Unter Wissenden — Begegnungen auf Augenhöhe
Bildungsveranstaltungen für Geschwister
Heike Will
Seit es Bildungsangebote der Deutschen Kinderhospizakademie
gibt, richten sich auch eigene Formate an die Geschwister von
jungen Menschen mit lebensverkürzender Erkrankung. Auch
die Geschwister sehen sich schon sehr früh mit Verlusterfahrungen
und Gefühlen und Erleben rund um Erkrankung, Sterben,
Tod und Trauer konfrontiert. Eine große Herausforderung
besteht für sie oft darin, wesentlich früher als Gleichaltrige
Verantwortung im Familienkontext zu übernehmen; gleichzeitig
erfahren sie in ihrem sozialen Umfeld wenig Verständnis
dafür, was sie erleben und fühlen.
In den Seminaren und Geschwisterbegegnungen haben sie die
Möglichkeit, andere junge Menschen mit ähnlicher Lebenssituation
zu treffen und sich mit ihnen über ihre Gedanken,
Gefühle und Erfahrungen auszutauschen. In einer Gemeinschaft
von „Wissenden“ können sie ihre eigene(n) Rolle(n) in
der Familie reflektieren, ihre persönlichen Grenzen spüren
und benennen und mit ihren Ressourcen in Kontakt kommen.

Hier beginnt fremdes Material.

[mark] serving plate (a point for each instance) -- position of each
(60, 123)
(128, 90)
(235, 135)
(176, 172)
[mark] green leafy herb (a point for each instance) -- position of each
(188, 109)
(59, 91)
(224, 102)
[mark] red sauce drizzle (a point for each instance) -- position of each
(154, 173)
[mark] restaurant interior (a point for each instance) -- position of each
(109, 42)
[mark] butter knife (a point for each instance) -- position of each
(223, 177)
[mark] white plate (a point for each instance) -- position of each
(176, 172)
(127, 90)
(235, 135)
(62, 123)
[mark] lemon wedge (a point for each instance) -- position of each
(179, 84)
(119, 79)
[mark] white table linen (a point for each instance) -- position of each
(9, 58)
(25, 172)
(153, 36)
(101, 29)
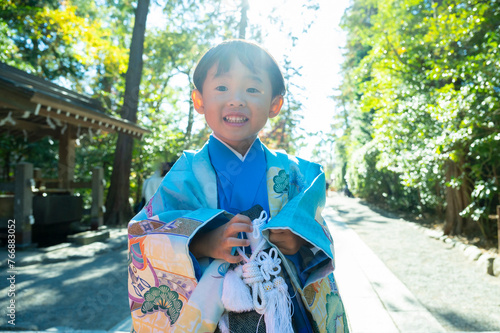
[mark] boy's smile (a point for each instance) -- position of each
(237, 104)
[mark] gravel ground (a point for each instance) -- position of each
(85, 293)
(450, 286)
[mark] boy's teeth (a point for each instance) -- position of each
(235, 119)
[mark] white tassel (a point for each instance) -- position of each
(278, 311)
(235, 293)
(224, 323)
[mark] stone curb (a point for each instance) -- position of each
(489, 263)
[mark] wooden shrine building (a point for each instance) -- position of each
(32, 108)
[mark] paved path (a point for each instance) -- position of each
(392, 277)
(395, 278)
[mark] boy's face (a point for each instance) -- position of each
(237, 104)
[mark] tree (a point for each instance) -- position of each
(118, 208)
(423, 73)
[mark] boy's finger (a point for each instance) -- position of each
(239, 227)
(233, 242)
(241, 219)
(233, 259)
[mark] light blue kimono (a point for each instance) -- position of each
(163, 290)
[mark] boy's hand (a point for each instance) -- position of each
(219, 242)
(286, 241)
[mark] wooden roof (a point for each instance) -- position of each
(33, 107)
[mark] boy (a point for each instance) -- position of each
(182, 243)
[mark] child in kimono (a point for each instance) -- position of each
(182, 244)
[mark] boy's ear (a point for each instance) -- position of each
(198, 101)
(276, 105)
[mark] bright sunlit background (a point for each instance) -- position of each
(317, 52)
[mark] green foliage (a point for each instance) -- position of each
(83, 45)
(428, 75)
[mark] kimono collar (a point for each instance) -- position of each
(241, 157)
(240, 183)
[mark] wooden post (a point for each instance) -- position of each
(67, 157)
(23, 203)
(96, 210)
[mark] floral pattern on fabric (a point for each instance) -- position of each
(281, 182)
(335, 321)
(162, 299)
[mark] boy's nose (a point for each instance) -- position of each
(236, 100)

So können sie aus ihrer Rolle in der Familie auch Stärke
ziehen, Wertschätzung erleben und Selbstwert und Eigensinn
erfahren, wenn sie sich als wichtige eigenständige Mitglieder
im Familienverband erleben und zugehörig fühlen. In dieser
Lebensphase des Jugendalters, die per se durch Umbrüche
und Herausforderungen geprägt ist, können die Geschwisterangebote
die Mädchen und Jungen dabei unterstützen, ihren
eigenen Platz in der Familie und in der Gesellschaft zu finden,
und ihnen neue Spielräume eröffnen, mit den eigenen Gefühlen
und Bedürfnissen im Zusammenleben mit ihren lebensverkürzend
erkrankten Schwestern und Brüdern umzugehen.

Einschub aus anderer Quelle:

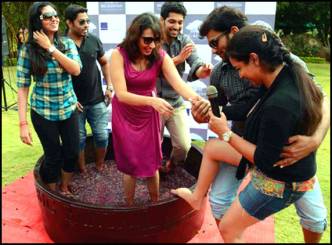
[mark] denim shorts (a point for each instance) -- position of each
(97, 117)
(260, 205)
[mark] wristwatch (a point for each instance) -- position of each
(227, 136)
(51, 49)
(109, 88)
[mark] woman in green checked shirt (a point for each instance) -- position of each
(51, 61)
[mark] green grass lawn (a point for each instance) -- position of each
(18, 159)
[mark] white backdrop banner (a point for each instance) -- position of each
(110, 20)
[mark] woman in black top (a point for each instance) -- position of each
(291, 105)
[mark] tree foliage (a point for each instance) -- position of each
(302, 17)
(16, 16)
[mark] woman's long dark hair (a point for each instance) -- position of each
(272, 53)
(138, 26)
(38, 55)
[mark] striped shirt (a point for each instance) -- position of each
(53, 95)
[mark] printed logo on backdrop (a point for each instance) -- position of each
(112, 8)
(270, 19)
(110, 20)
(237, 5)
(191, 27)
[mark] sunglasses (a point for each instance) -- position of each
(149, 40)
(48, 15)
(82, 22)
(213, 43)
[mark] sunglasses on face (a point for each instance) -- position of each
(82, 22)
(213, 43)
(149, 40)
(48, 15)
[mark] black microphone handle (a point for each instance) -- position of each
(215, 107)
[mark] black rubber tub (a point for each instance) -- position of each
(172, 220)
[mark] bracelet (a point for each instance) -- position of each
(23, 123)
(109, 88)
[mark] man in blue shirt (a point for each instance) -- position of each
(88, 86)
(181, 49)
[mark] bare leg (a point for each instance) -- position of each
(234, 223)
(129, 183)
(153, 187)
(214, 151)
(100, 158)
(311, 237)
(81, 162)
(65, 180)
(52, 186)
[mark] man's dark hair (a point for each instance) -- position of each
(174, 7)
(73, 10)
(71, 13)
(222, 19)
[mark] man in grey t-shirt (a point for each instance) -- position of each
(181, 49)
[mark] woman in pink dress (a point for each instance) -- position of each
(135, 65)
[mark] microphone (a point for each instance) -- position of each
(212, 94)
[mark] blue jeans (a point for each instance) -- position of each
(310, 207)
(97, 117)
(259, 205)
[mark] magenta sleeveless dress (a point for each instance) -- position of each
(136, 129)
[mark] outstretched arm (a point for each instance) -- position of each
(301, 145)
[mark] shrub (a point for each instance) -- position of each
(317, 60)
(302, 44)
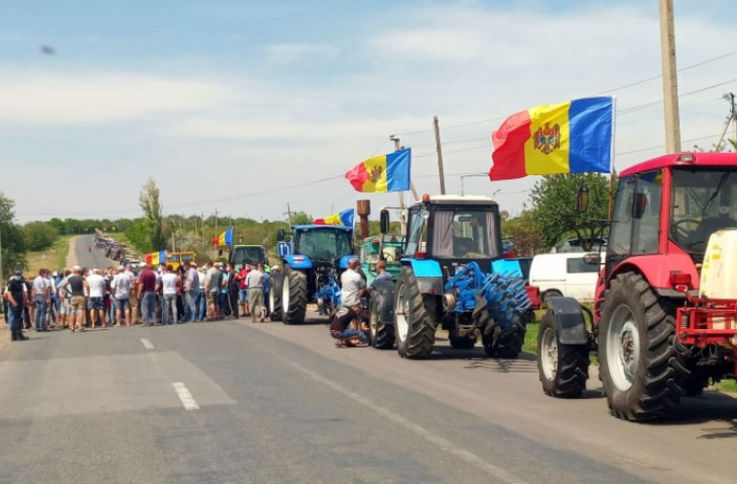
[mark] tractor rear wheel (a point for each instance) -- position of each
(381, 334)
(636, 351)
(413, 323)
(294, 297)
(563, 369)
(277, 281)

So kann die Gruppe als tragende Gemeinschaft und sicherer
Ort erlebt werden, an dem die persönlichen Ängste und
Wünsche, Träume und Hoffnungen gut aufgehoben sind.

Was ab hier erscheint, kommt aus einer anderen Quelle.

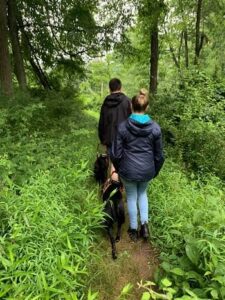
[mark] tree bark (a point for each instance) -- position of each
(16, 47)
(32, 58)
(154, 59)
(197, 31)
(186, 51)
(5, 67)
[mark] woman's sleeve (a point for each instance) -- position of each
(158, 151)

Gefühle der Isolation können so aufgebrochen und eine
nachhaltige Vernetzung im Alltag installiert werden.
Zu Beginn eines jeden Seminars schließen die Mädchen und
Jungen einen Vertrag miteinander, in dem sie die Regeln für
die gemeinsame Zeit festhalten und anschließend alle unterschreiben.
Die Regeln werden gut sichtbar im Seminarraum
aufgehängt und alle können sich darauf berufen, falls Regeln
verletzt werden. Das ist eine wichtige Voraussetzung dafür,
sich sicher zu fühlen und öffnen zu können und stellt einen
Akt der Selbstverpflichtung und Selbstbestimmung dar.
Mit kreativen Methoden und Biografiearbeit werden die Geschwister
eingeladen, über ihre eigene Geschichte zwischen
Kindheit und Erwachsenwerden nachzudenken und sich
darüber auszutauschen, wer oder was sie darin bestärkt, ihren
ganz eigenen Weg zu suchen und zu gehen. Im Vordergrundstehen
dabei die Auseinandersetzung mit den Erfahrungen des
Geschwisterseins und die Annäherung an das eigene Ich, die
eigene Persönlichkeit, das Suchen, Finden und Vertrauen in
die eigenen Stärken. Im Team geht es darum, zusammenzuarbeiten,
die individuellen Kompetenzen in die Gruppe einzubringen,
um Erfolg zu haben. Ziel ist es, die eigenen Grenzen
zu testen und Ängste zu überwinden, neue Herausforderungen
anzunehmen und die gemachten Erfahrungen in der Gruppe
zu reflektieren und Parallelen im Alltag zu finden.
Ich bin dankbar für alle Geschwisterbegegnungen, die ich
bisher erleben durfte. Das Unterwegssein mit den Mädchen
und Jungen lässt mich immer wieder Neues lernen — von
diesen wunderbaren jungen Persönlichkeiten.